Estimation of tumor purity is a crucial step in understanding the complex copy number landscapes of heterogeneous tumor samples through next-generation sequencing data. A prominent problem in tumor purity estimation is how to disambiguate multiple compatible solutions, as distinct combinations of tumor purity and ploidy can fit the sequencing data equivalently well. Current methods "break the tie" relying on either prior information or numerical heuristics rather than comprehensively explaining the sequencing data itself. Such approaches will lead to fundamental bias when the ground truth significantly deviates from the prior information. Here we propose a full probabilistic model-based method PyLOH that leverage the cluster pattern of loss of heterozygosity observed in paired cancer sequencing data to disambiguate multiple compatible solutions. We also introduce a novel visualization method "BAF heat map" to to characterize the cluster pattern of LOH.
-
Although not mandatory, Linux system is recommended.
-
Python (2.7).
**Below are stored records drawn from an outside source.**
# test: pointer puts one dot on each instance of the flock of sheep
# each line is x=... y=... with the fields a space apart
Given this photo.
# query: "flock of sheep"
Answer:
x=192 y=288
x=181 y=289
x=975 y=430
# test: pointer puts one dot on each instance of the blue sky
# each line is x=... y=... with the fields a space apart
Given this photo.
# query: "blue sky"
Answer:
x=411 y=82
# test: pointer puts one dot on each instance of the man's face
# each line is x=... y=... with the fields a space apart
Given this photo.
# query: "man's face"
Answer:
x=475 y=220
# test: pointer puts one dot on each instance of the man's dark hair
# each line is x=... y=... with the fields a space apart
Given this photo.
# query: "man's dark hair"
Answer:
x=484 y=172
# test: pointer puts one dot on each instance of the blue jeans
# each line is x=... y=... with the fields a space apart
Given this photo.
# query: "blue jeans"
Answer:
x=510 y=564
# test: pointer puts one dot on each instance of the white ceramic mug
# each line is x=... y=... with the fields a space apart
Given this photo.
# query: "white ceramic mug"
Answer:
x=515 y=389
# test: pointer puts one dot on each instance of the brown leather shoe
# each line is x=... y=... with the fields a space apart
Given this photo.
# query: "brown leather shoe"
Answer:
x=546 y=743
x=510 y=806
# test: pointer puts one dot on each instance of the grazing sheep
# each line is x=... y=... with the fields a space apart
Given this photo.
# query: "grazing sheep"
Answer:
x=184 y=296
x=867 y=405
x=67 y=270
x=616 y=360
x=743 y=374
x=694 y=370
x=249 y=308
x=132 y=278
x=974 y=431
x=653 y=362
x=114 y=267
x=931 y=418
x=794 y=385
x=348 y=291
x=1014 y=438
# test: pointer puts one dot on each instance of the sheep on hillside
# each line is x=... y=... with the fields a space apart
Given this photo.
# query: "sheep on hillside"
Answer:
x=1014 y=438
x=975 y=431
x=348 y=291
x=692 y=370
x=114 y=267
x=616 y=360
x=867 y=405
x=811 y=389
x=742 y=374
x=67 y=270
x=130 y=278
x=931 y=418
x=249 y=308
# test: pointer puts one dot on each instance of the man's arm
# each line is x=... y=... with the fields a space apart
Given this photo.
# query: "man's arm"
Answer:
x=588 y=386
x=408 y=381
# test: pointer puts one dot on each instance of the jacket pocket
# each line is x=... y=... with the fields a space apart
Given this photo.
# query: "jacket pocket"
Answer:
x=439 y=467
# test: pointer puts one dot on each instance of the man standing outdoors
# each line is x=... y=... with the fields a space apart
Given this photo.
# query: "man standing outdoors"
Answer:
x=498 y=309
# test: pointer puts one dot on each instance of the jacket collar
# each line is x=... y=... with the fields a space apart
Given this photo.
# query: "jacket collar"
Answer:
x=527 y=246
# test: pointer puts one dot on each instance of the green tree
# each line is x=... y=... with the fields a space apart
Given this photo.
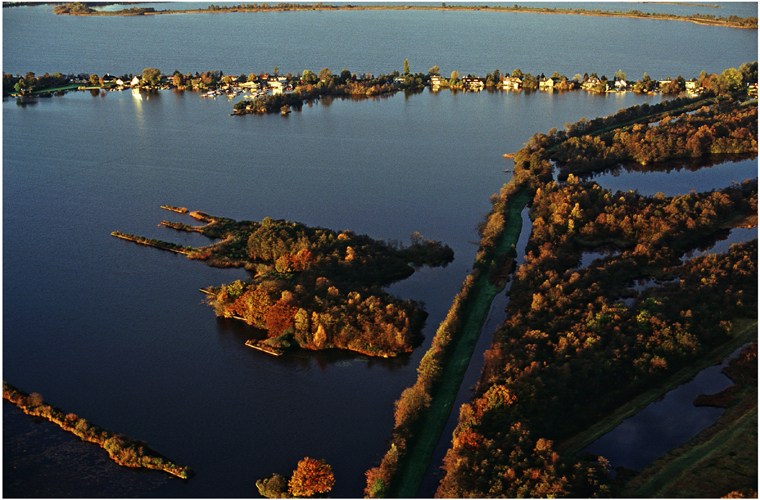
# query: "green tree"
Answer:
x=730 y=79
x=325 y=74
x=151 y=76
x=309 y=77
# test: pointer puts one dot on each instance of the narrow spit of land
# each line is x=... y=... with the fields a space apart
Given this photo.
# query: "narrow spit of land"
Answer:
x=454 y=367
x=123 y=450
x=710 y=20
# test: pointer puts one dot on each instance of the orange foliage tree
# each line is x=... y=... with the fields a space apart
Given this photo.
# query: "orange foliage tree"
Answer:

Python 2.7.3 is recommended.
-
Numpy(>=1.6.1). You can download the source of Numpy from here.
-
Scipy(>=0.10). You can download the source of Scipy from here.
-
Pysam(>=0.7). To install Pysam, you also need to install Cython first.
-
matplotlib(>=1.2.0) is required to plot BAF heat map.
Altough not required by PyLOH, samtools can be useful for creating bam, bam index and fasta index files which are required by the pysam module of PyLOH.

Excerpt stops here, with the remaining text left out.